Peste! dit Porthos. Eh bien! pour faire la digestion promenons- nous dans mon parc.

— Volontiers.

Et comme tous deux avaient suffisamment déjeuné, ils commencèrent à faire le tour d'un jardin magnifique; des allées de marronniers et de tilleuls enfermaient un espace de trente arpents au moins; au bout de chaque quinconce bien fourré de taillis et d'arbustes, on voyait courir des lapins disparaissant dans les glandées et se jouant dans les hautes herbes.
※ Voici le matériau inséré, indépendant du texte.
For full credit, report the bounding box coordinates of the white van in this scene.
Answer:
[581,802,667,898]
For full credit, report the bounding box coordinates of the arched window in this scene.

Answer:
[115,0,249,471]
— Ma foi, dit d'Artagnan, le parc correspond à tout le reste; et s'il y a autant de poissons dans votre étang que de lapins dans vos garennes, vous êtes un homme heureux, mon cher Porthos, pour peu que vous ayez conservé le goût de la chasse et acquis celui de la pêche.

— Mon ami, dit Porthos, je laisse la pêche à Mousqueton, c'est un plaisir de roturier; mais je chasse quelquefois; c'est-à-dire que quand je m'ennuie, je m'assieds sur un de ces bancs de marbre, je me fais apporter mon fusil, je me fais amener Gredinet, mon chien favori, et je tire des lapins.

— Mais c'est fort divertissant! dit d'Artagnan.